You've got to make sure you have enough energy to keep going. You do have to watch what you eat to an extent, it's a balance.. when you're running around in 30 degree heat you don't want to be carrying around any extra fat... its all about finding out what works for you and sticking to that."

Because of the nature of the World Series, you have been to some incredible places; do you have a favourite place to compete? "Dubai was my first World Series, and I love going there because the crowds are amazing and my Mum and my Step-Dad go every year, so it's one I look forward to. I'd love to see England back on the Womens Series, as it'd be nice to have your friends come and watch you".

Rugby Sevens was added to the Commonwealth Games in 2018, and you got to fly out to Australia to compete, and you picked up a bronze medal; how did that comp compare to the Olympics or the World Series? "It was fantastic, and to come away with something (bronze medal) after the heartbreak of Rio (4th place) was really good.

When we were playing out there... the Aussies really back their Sevens teams so there were sell-out crowds to every game and our second games was against Australia and you could really feel the energy... I remember running onto the pitch and I couldn't help but have this massive Cheshire-cat smile on my face.

I think that is probably the main difference compared to some of the World Series, where we don't get quite so much support.

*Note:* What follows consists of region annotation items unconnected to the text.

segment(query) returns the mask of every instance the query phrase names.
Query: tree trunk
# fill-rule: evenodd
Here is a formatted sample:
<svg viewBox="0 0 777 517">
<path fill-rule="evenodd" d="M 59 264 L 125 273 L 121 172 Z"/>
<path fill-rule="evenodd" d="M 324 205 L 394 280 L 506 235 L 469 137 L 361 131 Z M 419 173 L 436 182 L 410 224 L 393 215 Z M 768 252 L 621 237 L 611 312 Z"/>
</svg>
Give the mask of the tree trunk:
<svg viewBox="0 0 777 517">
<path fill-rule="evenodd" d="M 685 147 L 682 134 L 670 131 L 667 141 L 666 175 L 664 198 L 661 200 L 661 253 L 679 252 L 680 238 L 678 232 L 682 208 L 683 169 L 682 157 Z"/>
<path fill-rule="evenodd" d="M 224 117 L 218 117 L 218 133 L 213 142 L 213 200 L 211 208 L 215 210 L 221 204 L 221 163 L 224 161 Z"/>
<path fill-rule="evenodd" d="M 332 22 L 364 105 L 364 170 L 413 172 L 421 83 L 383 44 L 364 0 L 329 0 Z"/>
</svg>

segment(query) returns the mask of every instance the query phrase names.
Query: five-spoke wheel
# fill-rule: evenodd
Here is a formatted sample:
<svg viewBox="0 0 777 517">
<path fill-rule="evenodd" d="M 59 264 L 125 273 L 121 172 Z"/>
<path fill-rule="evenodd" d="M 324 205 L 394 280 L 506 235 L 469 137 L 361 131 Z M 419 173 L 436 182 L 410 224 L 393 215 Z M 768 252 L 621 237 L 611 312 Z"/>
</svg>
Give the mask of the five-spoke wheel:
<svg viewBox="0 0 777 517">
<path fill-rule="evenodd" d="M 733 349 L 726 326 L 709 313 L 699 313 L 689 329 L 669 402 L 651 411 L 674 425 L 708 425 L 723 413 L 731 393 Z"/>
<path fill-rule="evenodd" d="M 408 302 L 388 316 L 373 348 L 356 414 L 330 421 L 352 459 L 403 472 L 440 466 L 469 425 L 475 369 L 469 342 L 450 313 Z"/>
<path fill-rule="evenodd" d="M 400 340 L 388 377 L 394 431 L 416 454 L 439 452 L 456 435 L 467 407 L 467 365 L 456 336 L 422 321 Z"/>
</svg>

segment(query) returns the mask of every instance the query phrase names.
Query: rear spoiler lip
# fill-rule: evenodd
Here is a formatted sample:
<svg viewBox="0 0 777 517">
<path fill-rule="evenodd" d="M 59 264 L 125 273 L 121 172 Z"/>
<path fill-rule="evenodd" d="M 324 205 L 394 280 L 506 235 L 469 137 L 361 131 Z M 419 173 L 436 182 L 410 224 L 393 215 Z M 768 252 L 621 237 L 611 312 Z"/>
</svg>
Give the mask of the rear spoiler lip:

Its all the same teams though, and it's always competitive so once you are playing and in the moment it's much the same as any other tournament"

It was announced, not too long ago, that the RFU would switch its focus more from 15's to Sevens; as someone who has played at the top level in both sports, how do you feel about this change in focus? "It's hard to say because you can only deal with the scenario in front of you, and there's nothing to compare it to.

I think we'll get to a point where you need to differentiate between the two sports more, because they require very different types of fitness and.. though the skill sets completely crossover and you can get some fantastic players capable of playing both, I think for the sake of the development of both games, you need an equal focus on both but taking them separate ways".

We've spoken about your success in Sevens at the Rio Olympics 2016 and Sydney Commonwealth Games in 2018, but you were also competing at the World Cup in Ireland in 2017, how was that?

"Yeah, it's always tough to fall at the final hurdle but what an experience! I'd 'been-there' through Sevens, but to switch disciplines, and have the opportunity to play it such an unprecedented event was phenomenal. Plus to play with people who had made the final before and won it, it was a privilege to play with them."

After falling at the final hurdle, after just missing out on a medal or a win, how do you pick yourself up again? "I think with Sevens, you are constantly having to pick yourself up - you have 6 games in 2 days and if you don't recover mentally and physically you're going to be useless for the next game, so I think that is a skill you need to learn - to be able to bounce back after a tournament is quite easy as there so much more time"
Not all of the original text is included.